CURIOSIDADE | Menor cidade da Bahia desde 1970 já teve segregação racial em cemitério

Você conhece alguém que mora em Catolândia? Então, saiba que você é privilegiado. Ou quase isso. Afinal, dos 14 milhões de baianos, apenas 3,4 mil moram no município localizado no Oeste baiano, a 856 quilômetros de distância de Salvador. Até para a reportagem, feita da capital baiana, não foi fácil encontrar alguém que mora lá. No entanto, graças aos nossos colegas da TV Oeste, emissora da rede Bahia sediada em Barreiras, moradores como a professora municipal Eslane Reis, 39 anos, nos contaram como é viver na menor cidade da Bahia desde 1970, segundo o Instituto Brasileiro de Geografia e Estatística (IBGE).

“É uma paz. Aqui é sossegado até demais! É um lugar que você consegue dormir com portas e janelas abertas. Sem contar o clima que é fresco”, disse a professora. De fato, de acordo com os dados disponíveis no site da Secretaria de Segurança Pública da Bahia (SSP-BA), Catolândia não teve nenhuma morte violenta entre janeiro e abril de 2023. No ano de 2022, no mesmo período, foram registrados uma ocorrência por porte de drogas, um roubo em ônibus, um roubo de veículos e três estupros.  

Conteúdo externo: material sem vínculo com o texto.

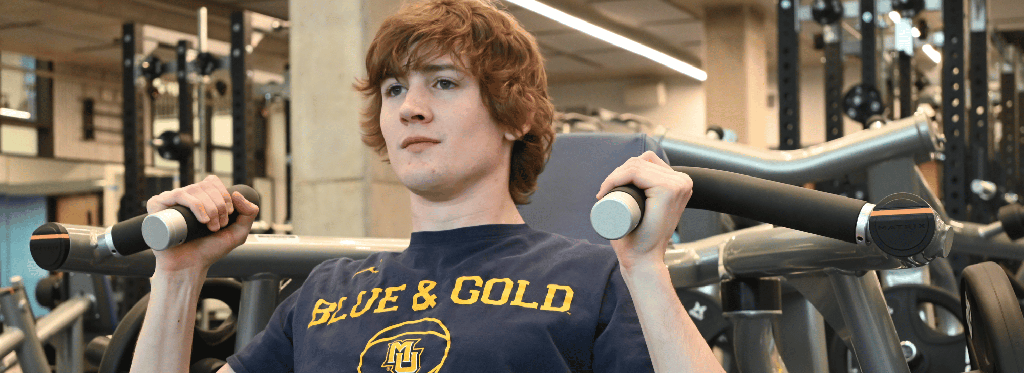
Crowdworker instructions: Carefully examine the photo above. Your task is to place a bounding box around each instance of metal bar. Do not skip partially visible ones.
[1012,88,1024,196]
[47,224,409,278]
[196,6,212,173]
[36,296,92,340]
[992,62,1017,199]
[772,293,828,372]
[230,11,256,185]
[0,285,50,373]
[822,23,843,141]
[665,224,902,288]
[234,274,281,350]
[828,272,910,373]
[118,24,146,220]
[285,96,292,223]
[662,114,943,184]
[942,0,968,220]
[728,315,787,373]
[965,26,995,222]
[777,0,800,151]
[175,40,196,187]
[0,329,25,358]
[897,52,914,118]
[860,0,879,90]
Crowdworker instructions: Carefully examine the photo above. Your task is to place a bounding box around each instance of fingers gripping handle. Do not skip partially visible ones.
[591,167,866,243]
[101,184,260,256]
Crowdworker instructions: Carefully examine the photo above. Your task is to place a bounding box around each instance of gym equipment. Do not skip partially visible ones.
[0,277,94,373]
[151,131,195,162]
[30,185,259,271]
[659,113,945,184]
[97,279,242,373]
[961,261,1024,373]
[591,166,948,266]
[25,134,1015,372]
[843,84,886,128]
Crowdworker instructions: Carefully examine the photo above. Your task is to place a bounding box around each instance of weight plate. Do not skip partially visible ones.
[961,261,1024,373]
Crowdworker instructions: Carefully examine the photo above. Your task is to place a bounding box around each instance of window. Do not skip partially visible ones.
[0,51,53,157]
[0,52,37,122]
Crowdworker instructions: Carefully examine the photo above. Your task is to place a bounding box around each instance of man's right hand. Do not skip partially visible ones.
[146,175,259,273]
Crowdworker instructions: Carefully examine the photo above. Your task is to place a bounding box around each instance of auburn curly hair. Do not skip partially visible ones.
[355,0,555,205]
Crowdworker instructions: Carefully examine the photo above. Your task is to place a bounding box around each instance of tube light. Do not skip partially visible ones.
[889,10,899,24]
[508,0,708,82]
[0,108,32,119]
[921,44,942,64]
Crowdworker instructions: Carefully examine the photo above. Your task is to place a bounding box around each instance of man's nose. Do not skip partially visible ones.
[399,86,433,124]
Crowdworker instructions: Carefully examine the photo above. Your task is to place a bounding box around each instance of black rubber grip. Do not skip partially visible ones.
[171,184,260,242]
[672,166,867,244]
[998,203,1024,241]
[111,184,260,256]
[29,222,71,271]
[111,214,150,256]
[605,183,647,221]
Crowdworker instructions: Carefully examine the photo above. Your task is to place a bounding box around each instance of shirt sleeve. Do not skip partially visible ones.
[594,264,654,373]
[227,291,300,373]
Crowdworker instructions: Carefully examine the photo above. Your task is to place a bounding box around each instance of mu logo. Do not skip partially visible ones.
[381,339,423,373]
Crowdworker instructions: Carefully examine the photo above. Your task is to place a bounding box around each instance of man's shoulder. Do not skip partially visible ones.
[306,252,397,283]
[520,227,618,264]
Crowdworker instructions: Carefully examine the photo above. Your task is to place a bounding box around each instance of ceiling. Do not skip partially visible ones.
[0,0,1024,82]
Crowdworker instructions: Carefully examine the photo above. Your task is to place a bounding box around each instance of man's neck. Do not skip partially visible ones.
[412,177,523,232]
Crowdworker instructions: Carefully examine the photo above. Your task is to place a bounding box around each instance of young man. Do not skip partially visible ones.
[132,0,721,373]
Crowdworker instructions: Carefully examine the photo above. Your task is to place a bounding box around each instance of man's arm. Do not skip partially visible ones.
[596,151,724,373]
[131,175,259,373]
[131,270,205,373]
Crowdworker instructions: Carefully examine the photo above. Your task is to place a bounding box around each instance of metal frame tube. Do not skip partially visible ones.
[36,296,92,340]
[665,224,903,287]
[951,221,1024,260]
[662,113,943,184]
[0,286,50,373]
[729,315,786,373]
[828,272,910,373]
[772,291,828,372]
[0,329,25,359]
[50,318,85,373]
[234,274,281,350]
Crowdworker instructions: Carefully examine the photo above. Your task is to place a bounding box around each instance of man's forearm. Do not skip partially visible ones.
[131,271,206,373]
[621,264,724,373]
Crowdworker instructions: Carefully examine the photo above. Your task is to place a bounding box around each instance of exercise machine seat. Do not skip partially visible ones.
[518,133,669,245]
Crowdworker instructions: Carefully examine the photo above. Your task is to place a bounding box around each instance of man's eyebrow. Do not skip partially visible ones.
[416,64,459,73]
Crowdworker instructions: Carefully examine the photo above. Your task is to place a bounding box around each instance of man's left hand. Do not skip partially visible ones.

Para dar conta dessa demanda, a cidade conta com uma delegacia que só funciona dia de sexta-feira e apenas dois policiais militares. “Quando tem alguma situação, eles levam para São Desidério, a cidade vizinha. Mas aqui é difícil ter alguma coisa desse tipo. A última morte violenta que teve foi há cinco anos, se não me engano”, lembrou Eslane. A Polícia Civil foi procurada para informar atualizações sobre os casos registrados pela SSP e não retornou até o fechamento do texto.

Mas as características de cidade pequena não são exclusivas da área da segurança pública. Na sede de Catolândia, existem apenas uma escola municipal, uma escola estadual, uma creche, um grande mercado, um posto de gasolina e duas farmácias. O mais curioso é que, para uma população tão pequena, não seria necessária a existência de dois cemitérios. Mas até pouco tempo, a cidade tinha uma espécie de segregação racial nos sepultamentos.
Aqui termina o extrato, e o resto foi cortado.